2) How do situational factors and the school environment influence each teacher’s decision-making processes on what content they teach and the pedagogy they use to teach?
To answer these research questions, I draw on data collected through a multiple case study Yin (2018) design at two schools in Juba, South Sudan: 101 semi structured interviews with teachers, school leaders and government officials, 67 classroom observations, a textbook analysis of the four secondary school history textbooks, and field notes and informal observations at each school. My decision to situate this research at two school sites is to allow for a comparative case study approach (CCS) (Bartlett & Vavrus, 2017. The value of CCS is the ability to compare across three axes: (1) a horizontal analysis that will allow me to compare and contrast social actors, documents, and other influences across cases; (2) a vertical analysis that will allow me to compare influences across micro-, meso-, and macro-level scales as aforementioned in the Bronfenbrenner framework (1977); and finally (3) a transversal analysis over time which will allow me to consider the temporal elements of this case study and historically situate the processes or relations under consideration.

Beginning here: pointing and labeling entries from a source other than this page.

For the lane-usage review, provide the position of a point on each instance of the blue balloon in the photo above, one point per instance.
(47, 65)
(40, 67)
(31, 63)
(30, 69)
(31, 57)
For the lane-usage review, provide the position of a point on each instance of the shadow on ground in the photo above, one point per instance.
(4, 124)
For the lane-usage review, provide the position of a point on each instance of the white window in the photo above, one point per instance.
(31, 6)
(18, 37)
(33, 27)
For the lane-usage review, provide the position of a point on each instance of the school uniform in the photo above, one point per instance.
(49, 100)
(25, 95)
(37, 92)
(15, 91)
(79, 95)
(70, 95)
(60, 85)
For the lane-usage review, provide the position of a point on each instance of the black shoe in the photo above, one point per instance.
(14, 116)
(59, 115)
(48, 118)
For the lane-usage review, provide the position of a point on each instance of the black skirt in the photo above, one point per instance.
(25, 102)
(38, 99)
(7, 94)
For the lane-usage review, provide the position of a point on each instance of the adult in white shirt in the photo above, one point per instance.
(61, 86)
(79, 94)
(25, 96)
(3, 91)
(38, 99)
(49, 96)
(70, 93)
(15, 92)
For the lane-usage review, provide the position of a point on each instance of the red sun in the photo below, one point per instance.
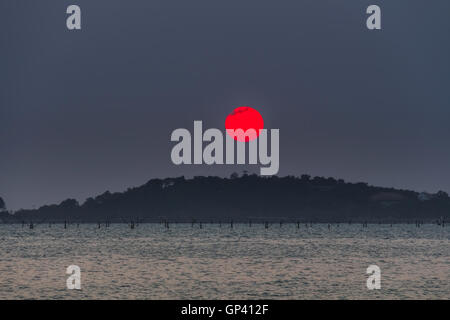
(243, 118)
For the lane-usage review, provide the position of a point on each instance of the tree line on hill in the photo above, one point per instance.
(246, 197)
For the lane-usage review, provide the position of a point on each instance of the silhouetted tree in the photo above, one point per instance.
(2, 204)
(250, 196)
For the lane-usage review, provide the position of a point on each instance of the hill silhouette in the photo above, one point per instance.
(248, 197)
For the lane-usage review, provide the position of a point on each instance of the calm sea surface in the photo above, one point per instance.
(151, 262)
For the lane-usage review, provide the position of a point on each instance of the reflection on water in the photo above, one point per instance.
(151, 262)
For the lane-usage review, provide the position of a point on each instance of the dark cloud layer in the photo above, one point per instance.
(86, 111)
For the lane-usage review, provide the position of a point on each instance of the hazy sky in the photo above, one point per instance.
(86, 111)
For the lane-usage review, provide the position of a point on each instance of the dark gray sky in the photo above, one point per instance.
(87, 111)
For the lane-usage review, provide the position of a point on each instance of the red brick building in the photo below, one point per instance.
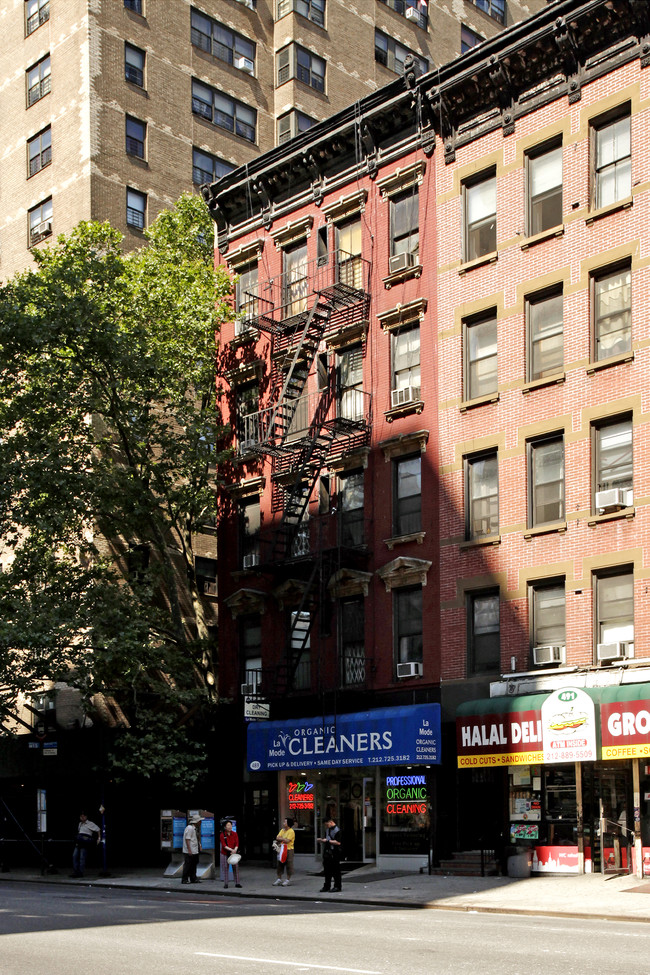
(436, 509)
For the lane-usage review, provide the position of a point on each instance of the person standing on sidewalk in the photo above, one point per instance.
(191, 849)
(331, 856)
(85, 839)
(229, 844)
(286, 839)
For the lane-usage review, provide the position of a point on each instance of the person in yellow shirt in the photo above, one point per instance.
(285, 839)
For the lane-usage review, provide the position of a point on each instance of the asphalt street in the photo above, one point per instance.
(74, 931)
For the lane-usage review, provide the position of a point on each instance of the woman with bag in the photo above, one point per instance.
(229, 842)
(285, 841)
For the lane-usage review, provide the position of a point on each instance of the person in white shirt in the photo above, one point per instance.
(88, 833)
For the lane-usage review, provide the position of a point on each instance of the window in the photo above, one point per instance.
(352, 642)
(40, 222)
(484, 652)
(405, 360)
(293, 123)
(610, 140)
(404, 223)
(612, 312)
(351, 509)
(481, 495)
(350, 379)
(314, 10)
(39, 81)
(544, 335)
(207, 168)
(250, 650)
(205, 571)
(392, 55)
(547, 613)
(544, 188)
(37, 12)
(407, 623)
(494, 8)
(480, 210)
(469, 38)
(612, 452)
(407, 495)
(136, 133)
(545, 480)
(297, 62)
(136, 209)
(249, 532)
(248, 418)
(222, 42)
(224, 112)
(415, 11)
(480, 353)
(39, 151)
(134, 60)
(615, 608)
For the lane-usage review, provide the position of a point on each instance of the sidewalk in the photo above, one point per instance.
(587, 896)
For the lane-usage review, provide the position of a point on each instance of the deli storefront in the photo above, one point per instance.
(373, 771)
(578, 773)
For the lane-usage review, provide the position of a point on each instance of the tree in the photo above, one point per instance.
(107, 465)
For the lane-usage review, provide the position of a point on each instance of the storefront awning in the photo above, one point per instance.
(383, 736)
(571, 724)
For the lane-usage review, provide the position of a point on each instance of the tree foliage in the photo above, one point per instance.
(107, 462)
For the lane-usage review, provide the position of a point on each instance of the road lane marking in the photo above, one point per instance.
(295, 964)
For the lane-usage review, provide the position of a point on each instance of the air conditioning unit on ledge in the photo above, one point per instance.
(622, 650)
(244, 64)
(549, 655)
(409, 394)
(400, 262)
(612, 500)
(404, 671)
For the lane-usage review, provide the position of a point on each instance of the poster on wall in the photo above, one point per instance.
(569, 727)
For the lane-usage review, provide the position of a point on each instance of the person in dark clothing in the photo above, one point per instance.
(331, 856)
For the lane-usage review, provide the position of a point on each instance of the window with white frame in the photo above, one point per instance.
(481, 495)
(39, 81)
(134, 62)
(480, 216)
(480, 356)
(225, 112)
(545, 480)
(136, 209)
(40, 222)
(313, 10)
(612, 312)
(392, 54)
(612, 158)
(544, 188)
(544, 334)
(39, 151)
(222, 42)
(297, 62)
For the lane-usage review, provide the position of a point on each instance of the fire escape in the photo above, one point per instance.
(302, 429)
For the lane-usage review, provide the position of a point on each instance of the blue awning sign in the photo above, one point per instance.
(383, 736)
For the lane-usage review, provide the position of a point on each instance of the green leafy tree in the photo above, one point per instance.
(108, 462)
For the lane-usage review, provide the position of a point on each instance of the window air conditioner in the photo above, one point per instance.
(409, 394)
(412, 669)
(615, 651)
(549, 655)
(400, 262)
(613, 499)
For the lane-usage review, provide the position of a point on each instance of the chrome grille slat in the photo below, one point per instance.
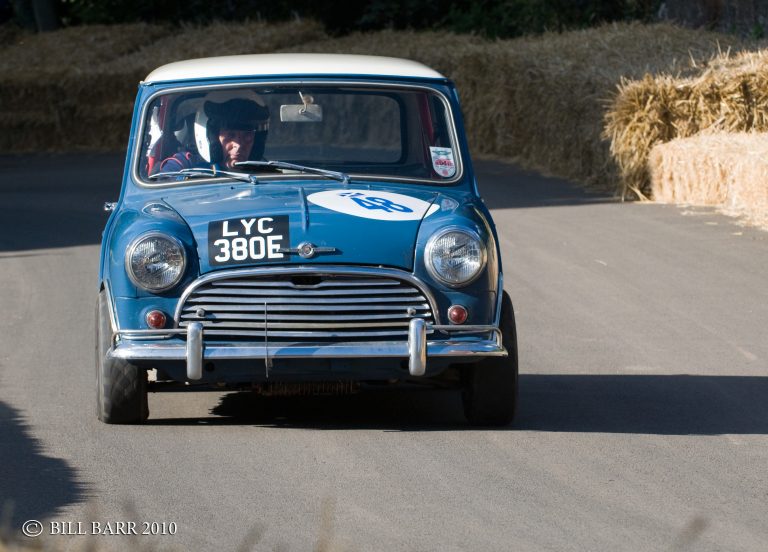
(307, 306)
(358, 283)
(259, 307)
(306, 336)
(283, 317)
(311, 325)
(293, 300)
(308, 292)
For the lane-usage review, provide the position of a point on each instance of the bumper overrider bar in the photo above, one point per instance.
(137, 345)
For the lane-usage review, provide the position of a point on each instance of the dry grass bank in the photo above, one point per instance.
(548, 102)
(74, 89)
(727, 170)
(729, 94)
(541, 100)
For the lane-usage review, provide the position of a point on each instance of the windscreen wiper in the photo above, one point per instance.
(336, 175)
(203, 171)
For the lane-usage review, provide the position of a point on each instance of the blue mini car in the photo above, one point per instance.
(300, 224)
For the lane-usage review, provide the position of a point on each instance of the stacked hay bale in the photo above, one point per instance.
(727, 170)
(538, 100)
(541, 100)
(74, 89)
(729, 95)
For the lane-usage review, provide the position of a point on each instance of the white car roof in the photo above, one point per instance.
(290, 64)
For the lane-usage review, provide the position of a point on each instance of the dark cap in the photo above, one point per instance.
(237, 114)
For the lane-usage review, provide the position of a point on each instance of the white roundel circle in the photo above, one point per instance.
(372, 204)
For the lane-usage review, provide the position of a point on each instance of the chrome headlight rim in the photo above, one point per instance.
(132, 248)
(428, 250)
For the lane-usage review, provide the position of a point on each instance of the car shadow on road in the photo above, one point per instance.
(53, 201)
(642, 404)
(32, 485)
(506, 186)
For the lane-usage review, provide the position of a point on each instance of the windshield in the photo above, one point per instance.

My paper sits in the lacuna in research on classrooms and teaching within South Sudan. There is a need to add to the body of classroom studies in divided societies in post-conflict and conflict contexts where resources are lacking, and teachers and students are subjected to trauma from conflict. Skårås (2019) highlights the need for classroom studies in South Sudan that explore how students and teachers use history textbooks. This is the only other study that has included classroom observations in history classrooms in South Sudan. Beyond history education, few researchers conduct qualitative research in classrooms, observing South Sudanese teachers’ teaching practices.
I believe that this paper is an important contribution to the CIES 2024 conference as it demonstrates that teachers have a great sense of agency in their teaching and in many ways act in resistance to the government as they take great risks to teach students the “real” history of South Sudan. This work will make a more significant contribution to the fields of education and conflict and history teaching as my research captures a key moment in time for South Sudan – one in which many other countries amidst conflict and/or emerging from conflict might learn from. This research provides a window into how a new country determines their history: what they incorporate, what they leave out and how that history is portrayed to its students through teachers. I hope this research can contribute to a more realistic, informed understanding of the role teachers play in shaping these narratives.